The standard error of the original data set is clearly around 8 times too small. Note that the standard error of the last few reblock iterations fluctuates substantially—this is simply because of the small number of data points at those iterations.

In addition to the mean and standard error at each iteration, the covariance and an estimate of the error in the standard error are also calculated. Each tuple also contains the number of data points used at the given reblock iteration.

pyblock.blocking can also suggest the reblock iteration at which the standard error has converged (i.e. the iteration at which the serial correlation has been removed and every data point is truly independent).

opt = pyblock.blocking.find_optimal_block(len(rand_data), reblock_data)
print(opt)
print(reblock_data[opt[0]])

[10]
BlockTuple(block=10, ndata=64, mean=array(0.02972941238888185), cov=array(0.0455635621966979), std_err=array(0.026682028770755133), std_err_err=array(0.002377024048671685))

Whilst the above uses just a single data set, pyblock is designed to work on multiple data sets at once (e.g. multiple outputs from the same simulation). In that case, different optimal reblock iterations might be found for each data set. The only assumption is that the original data sets are of the same length.

It is aslo possible to reblock weighted data sets.
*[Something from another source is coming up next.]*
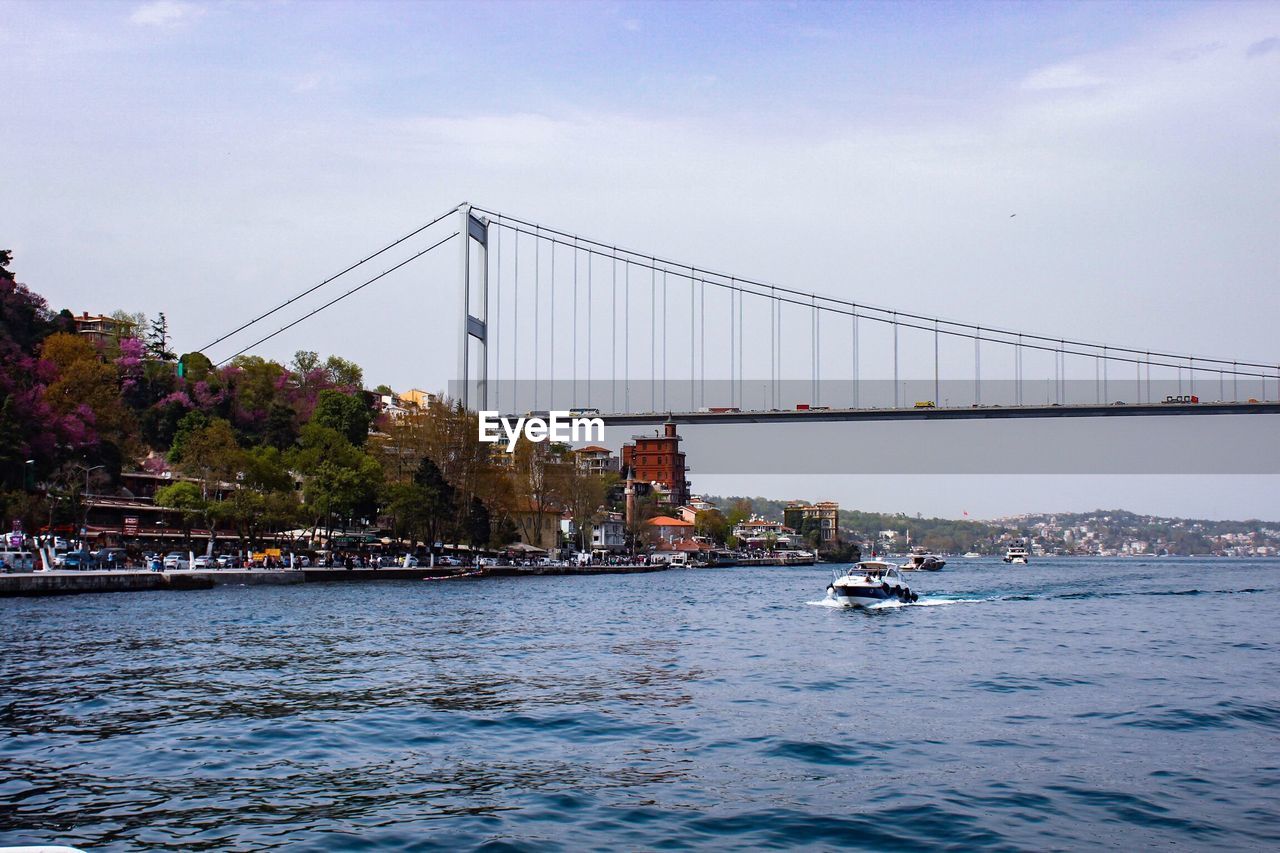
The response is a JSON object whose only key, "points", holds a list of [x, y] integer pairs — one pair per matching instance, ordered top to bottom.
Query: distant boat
{"points": [[1016, 555], [920, 561]]}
If the pyblock.blocking routine is supplied with an array of weights in addition to the data, the weighted variance and standard error of each data set are calculated.

pandas integration¶

The core pyblock functionality is built upon numpy. However, it is more convenient to use the pandas-based wrapper around pyblock.blocking, not least because it makes working with multiple data sets more pleasant.

import pandas as pd
rand_data = pd.Series(rand_data)

rand_data.head()

 -0.294901
 -0.360847
 -0.386010
 -0.496183
 -0.625507
dtype: float64

(data_length, reblock_data, covariance) = pyblock.pd_utils.reblock(rand_data)

# number of data points at each reblock iteration
data_length

reblock
        65536
        32768
        16384
         8192
         4096
         2048
         1024
          512
          256
          128
          64
          32
          16
           8
           4
           2
Name: data length, dtype: int64

# mean, standard error and estimate of the error in the standard error at each
# reblock iteration
# Note the suggested reblock iteration is already indicated.
# pyblock names the data series 'data' if no name is provided in the
pandas.Series/pandas.DataFrame.
reblock_data

	data
	mean	standard error	standard error error	optimal block
reblock
0	0.029729	0.003110	0.000009
1	0.029729	0.004381	0.000017
2	0.029729	0.006158	0.000034
3	0.029729	0.008610	0.000067
4	0.029729	0.011904	0.000132
5	0.029729	0.016000	0.000250
6	0.029729	0.020073	0.000444
7	0.029729	0.022357	0.000699
8	0.029729	0.024502	0.001085
9	0.029729	0.024447	0.001534
10	0.029729	0.026682	0.002377	<---
11	0.029729	0.028474	0.003616
12	0.029729	0.028093	0.005129
13	0.029729	0.029124	0.007784
14	0.029729	0.037327	0.015238
15	0.029729	0.058877	0.041632

16 rows × 4 columns

# Covariance matrix is not so relevant for a single data set.
covariance

		data
reblock
0	data	0.633775
1	data	0.628821
2	data	0.621329
3	data	0.607226
4	data	0.580408
5	data	0.524293
6	data	0.412601
7	data	0.255911
8	data	0.153693
9	data	0.076498
10	data	0.045564
11	data	0.025945
12	data	0.012628
13	data	0.006786
14	data	0.005573
15	data	0.006933

16 rows × 1 columns

We can also plot the convergence of the standard error estimate and obtain a summary of the suggested data to quote:

pyblock.plot.plot_reblocking(reblock_data);

The standard error clearly converges to ~0.022. The suggested reblock iteration (which uses a slightly conservative formula) is indicated by the arrow on the plot.

pyblock.pd_utils.reblock_summary(reblock_data)

	mean	standard error	standard error error
data	0.02972941	0.02668203	0.002377024

1 rows × 3 columns

pyblock.error also contains simple error propogation functions for combining multiple noisy data sets and can handle multiple data sets at once (contained either within a numpy array using pyblock.blocking or within a pandas.DataFrame).